Чтение психологических (или, возможно, следует сказать: литературных) романов нельзя с такой же
уверенностью назвать интеллектуальным занятием, ибо психологический (литературный) роман делает
читателя участником существенно других операций, чем операции логического мышления. В
детективном романе дело в логическом мышлении, он и от читателя требует логического мышления. В
этом отношении он близок кроссворду.
В соответствии с этим у него есть своя схема, и силу свою он проявляет в ее вариациях. Делая
библиотеку в имении лорда местом убийства, ни один автор детективного романа не испытывает ни
малейших угрызений совести в связи с тем, что это в высшей степени неоригинально. Характеры
меняются редко, а мотивов для убийства существует совсем мало. Хороший автор детективного романа
не вкладывает слишком много таланта в разработку новых характеров или в придумывание новых
мотивов преступления и не размышляет над ними слишком долго. Не это для него важно. Тот, кто,
узнав, что десять процентов всех убийств происходит в доме священника, воскликнет: “Вечно одно и то
же!”, тот не понял сути детективного романа. С таким же успехом он мог бы в театре уже при поднятии
занавеса воскликнуть: “Вечно одно и то же!” Оригинальность заключается в другом. Тот факт, что
характерное отличие детективного романа состоит в вариациях более или менее постоянных элементов,
придает всему жанру даже некий эстетический уровень. Это один из признаков процветающей отрасли
литературы.
Кстати, восклицание профана: “Вечно одно и то же!” — основано на той же ошибке, что и мнение
белого, будто все негры на одно лицо. Существует множество схем детективного романа, важно только,
чтоб это были именно схемы.
Детективный роман подвластен англичанам, как подвластен им сам мир. Кодекс английского
детективного романа самый богатый и самый замкнутый. Он гордится своими строжайшими
правилами, и они изложены в хороших эссе. Американцы располагают куда более слабыми схемами и
повинны, с английской точки зрения, в погоне за оригинальностью. Их убийства производятся как по
конвейеру и носят характер эпидемии. При случае их романы опускаются до уровня thriller [боевика
(англ.).], то есть thrill [удар (англ.).] уже не духовный, а лишь чисто нервный.

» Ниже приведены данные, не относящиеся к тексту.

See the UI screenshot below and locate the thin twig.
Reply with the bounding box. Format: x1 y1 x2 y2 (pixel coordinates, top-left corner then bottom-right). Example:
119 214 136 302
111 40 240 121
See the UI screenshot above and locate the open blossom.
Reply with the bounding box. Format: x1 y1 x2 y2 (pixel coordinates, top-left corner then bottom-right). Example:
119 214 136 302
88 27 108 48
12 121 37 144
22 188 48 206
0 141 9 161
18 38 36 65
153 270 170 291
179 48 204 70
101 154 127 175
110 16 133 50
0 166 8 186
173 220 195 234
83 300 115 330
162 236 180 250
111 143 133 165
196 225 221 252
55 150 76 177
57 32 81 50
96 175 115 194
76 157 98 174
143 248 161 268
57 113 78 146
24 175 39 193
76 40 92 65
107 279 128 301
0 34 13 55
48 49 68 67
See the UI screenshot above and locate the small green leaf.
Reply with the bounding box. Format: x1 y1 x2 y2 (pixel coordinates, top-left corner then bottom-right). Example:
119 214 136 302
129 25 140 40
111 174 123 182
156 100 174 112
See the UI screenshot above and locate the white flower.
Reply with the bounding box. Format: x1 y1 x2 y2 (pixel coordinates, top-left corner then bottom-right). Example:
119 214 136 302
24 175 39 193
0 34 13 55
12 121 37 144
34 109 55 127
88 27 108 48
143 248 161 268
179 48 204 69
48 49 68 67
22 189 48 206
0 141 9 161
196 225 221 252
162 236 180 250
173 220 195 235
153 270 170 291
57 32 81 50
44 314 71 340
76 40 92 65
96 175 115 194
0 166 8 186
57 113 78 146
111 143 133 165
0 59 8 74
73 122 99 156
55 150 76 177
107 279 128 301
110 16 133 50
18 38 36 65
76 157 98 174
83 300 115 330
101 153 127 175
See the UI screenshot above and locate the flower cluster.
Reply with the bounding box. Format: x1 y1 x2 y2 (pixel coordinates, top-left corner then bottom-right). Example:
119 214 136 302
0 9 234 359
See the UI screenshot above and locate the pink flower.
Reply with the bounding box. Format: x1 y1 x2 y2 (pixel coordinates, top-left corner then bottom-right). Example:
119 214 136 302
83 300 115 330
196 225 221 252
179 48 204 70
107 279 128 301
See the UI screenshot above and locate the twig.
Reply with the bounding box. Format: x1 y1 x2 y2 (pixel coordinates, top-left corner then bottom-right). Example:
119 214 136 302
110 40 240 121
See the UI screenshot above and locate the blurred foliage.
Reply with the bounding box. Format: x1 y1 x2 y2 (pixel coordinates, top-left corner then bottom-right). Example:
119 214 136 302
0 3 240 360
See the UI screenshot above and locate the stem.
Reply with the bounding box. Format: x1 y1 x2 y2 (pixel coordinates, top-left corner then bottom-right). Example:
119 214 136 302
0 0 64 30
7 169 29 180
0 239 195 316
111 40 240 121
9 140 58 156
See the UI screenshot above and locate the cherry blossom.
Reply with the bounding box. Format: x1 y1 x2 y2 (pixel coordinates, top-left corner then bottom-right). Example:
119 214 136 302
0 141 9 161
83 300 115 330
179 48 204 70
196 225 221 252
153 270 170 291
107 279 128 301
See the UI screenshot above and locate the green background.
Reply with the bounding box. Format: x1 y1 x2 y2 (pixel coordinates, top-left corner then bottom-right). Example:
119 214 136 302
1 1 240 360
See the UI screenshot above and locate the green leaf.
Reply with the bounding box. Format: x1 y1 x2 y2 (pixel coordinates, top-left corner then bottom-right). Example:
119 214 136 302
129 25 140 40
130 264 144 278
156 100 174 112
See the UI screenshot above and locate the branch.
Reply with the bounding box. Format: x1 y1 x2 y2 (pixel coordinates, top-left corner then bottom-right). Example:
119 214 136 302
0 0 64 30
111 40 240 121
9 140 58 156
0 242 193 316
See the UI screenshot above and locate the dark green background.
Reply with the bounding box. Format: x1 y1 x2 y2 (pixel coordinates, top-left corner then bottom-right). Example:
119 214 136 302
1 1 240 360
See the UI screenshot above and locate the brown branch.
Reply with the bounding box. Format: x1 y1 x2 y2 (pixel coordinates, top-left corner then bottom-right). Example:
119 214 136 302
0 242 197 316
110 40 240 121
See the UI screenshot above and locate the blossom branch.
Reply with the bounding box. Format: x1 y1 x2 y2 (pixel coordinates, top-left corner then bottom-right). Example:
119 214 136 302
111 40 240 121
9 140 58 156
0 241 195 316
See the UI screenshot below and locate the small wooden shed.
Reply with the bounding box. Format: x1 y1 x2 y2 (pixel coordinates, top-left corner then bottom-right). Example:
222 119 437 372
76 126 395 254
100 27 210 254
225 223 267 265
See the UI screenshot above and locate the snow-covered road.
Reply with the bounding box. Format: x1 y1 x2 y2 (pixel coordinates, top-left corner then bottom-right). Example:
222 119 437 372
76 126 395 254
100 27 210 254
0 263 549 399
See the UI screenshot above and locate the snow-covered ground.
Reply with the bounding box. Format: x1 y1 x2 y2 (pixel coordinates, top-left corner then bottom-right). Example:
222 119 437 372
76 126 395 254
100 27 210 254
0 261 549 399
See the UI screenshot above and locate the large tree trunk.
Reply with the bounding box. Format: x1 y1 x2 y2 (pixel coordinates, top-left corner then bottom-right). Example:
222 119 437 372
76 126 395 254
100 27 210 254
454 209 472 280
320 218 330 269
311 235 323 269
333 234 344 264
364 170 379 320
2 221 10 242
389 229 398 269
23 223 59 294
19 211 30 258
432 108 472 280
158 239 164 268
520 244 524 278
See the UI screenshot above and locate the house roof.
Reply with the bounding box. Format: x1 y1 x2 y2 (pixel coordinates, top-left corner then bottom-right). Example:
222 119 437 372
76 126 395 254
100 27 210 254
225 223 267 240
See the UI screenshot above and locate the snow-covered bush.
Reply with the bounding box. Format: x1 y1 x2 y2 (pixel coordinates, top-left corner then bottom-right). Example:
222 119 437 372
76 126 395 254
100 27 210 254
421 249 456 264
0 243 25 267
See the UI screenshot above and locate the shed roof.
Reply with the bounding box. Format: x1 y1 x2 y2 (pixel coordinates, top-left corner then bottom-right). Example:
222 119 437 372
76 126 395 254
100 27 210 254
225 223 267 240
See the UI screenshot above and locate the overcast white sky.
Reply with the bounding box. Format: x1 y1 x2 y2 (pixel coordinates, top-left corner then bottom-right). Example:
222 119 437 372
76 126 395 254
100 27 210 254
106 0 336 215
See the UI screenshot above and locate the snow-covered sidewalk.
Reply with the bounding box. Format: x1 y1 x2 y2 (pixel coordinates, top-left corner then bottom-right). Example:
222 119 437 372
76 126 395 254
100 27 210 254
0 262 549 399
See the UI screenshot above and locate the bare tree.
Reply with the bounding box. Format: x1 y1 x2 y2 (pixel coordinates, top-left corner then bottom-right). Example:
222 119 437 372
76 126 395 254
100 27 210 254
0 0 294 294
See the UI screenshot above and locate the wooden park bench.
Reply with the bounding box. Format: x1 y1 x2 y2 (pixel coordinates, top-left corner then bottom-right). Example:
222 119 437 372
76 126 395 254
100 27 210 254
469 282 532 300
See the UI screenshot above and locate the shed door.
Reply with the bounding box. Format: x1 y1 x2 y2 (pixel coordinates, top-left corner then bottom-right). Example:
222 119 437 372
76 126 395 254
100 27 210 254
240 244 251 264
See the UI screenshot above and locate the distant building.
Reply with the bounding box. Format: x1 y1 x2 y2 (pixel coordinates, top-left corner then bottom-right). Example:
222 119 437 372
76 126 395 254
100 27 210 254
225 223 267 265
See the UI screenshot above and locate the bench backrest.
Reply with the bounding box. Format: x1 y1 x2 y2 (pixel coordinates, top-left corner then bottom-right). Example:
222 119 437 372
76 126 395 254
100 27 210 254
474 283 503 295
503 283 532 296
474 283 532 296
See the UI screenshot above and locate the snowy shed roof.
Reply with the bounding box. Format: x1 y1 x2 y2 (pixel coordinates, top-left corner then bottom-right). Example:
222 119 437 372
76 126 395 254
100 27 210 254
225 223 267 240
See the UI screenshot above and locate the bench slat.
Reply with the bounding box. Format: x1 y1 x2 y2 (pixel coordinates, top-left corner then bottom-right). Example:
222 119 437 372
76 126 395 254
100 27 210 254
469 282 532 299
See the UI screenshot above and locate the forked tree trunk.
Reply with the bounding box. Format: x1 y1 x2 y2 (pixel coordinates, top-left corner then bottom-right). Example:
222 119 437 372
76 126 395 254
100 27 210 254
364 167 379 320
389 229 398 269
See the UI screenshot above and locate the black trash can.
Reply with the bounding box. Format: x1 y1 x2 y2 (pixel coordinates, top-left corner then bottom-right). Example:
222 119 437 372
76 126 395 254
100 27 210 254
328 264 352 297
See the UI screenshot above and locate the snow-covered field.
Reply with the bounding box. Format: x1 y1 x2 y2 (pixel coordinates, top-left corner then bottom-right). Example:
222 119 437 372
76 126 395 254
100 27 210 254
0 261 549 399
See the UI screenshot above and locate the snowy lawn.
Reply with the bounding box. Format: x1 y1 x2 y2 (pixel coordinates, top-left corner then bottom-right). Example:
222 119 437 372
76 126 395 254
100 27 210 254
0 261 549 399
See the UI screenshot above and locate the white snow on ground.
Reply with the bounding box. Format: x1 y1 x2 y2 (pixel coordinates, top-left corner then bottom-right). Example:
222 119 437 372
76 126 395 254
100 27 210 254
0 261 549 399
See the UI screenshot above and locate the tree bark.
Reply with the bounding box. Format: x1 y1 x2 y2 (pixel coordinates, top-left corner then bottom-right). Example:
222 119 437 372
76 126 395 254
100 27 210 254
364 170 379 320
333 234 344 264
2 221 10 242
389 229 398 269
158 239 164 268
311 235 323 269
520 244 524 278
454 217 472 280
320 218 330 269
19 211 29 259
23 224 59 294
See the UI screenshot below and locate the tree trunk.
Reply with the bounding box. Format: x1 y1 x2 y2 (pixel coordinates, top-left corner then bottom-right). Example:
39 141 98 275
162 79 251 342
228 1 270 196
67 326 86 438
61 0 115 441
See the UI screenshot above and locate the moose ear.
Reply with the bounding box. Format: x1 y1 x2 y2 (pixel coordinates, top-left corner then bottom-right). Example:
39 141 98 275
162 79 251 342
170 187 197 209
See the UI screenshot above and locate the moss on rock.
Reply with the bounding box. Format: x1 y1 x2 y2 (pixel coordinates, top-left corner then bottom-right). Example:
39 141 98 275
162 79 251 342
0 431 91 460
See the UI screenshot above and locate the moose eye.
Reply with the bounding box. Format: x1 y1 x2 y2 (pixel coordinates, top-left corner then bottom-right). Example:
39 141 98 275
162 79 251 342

Хорошему английскому детективному роману присуща, прежде всего, порядочность. Он показывает
моральную силу. То play the game [соблюдать правила игры (англ.)] — дело чести. Читателя не
обманывают, весь материал предъявляется ему до того, как сыщик разгадает загадку. Читателю
предоставляют возможность самому найти разгадку. Удивительно, до какой степени основная схема
хорошего детективного романа напоминает метод работы наших физиков. Сперва записываются
определенные факты. Вот труп. Часы испорчены и показывают два часа. У экономки есть здоровая тетя.
Небо в эту ночь было покрыто тучами. И так далее, и так далее. Затем выдвигаются рабочие гипотезы,
которые могли бы соответствовать фактам. Прибавление новых фактов или отбрасывание фактов уже
известных вынуждает искать новую рабочую гипотезу. В конце проводится проверка рабочей гипотезы:
эксперимент. Если посылка правильна, убийца в результате принятых мер должен появиться тогда-то и
там-то. Решающим является то обстоятельство, что не действия вытекают из характеров, а характеры из
действий. Мы видим действия людей, — фрагментарно. Их мотивы неясны, они должны быть раскрыты
логически. Предполагается, что их действия определяются их интересами, причем интересами почти
всегда материальными. Их и стремятся установить.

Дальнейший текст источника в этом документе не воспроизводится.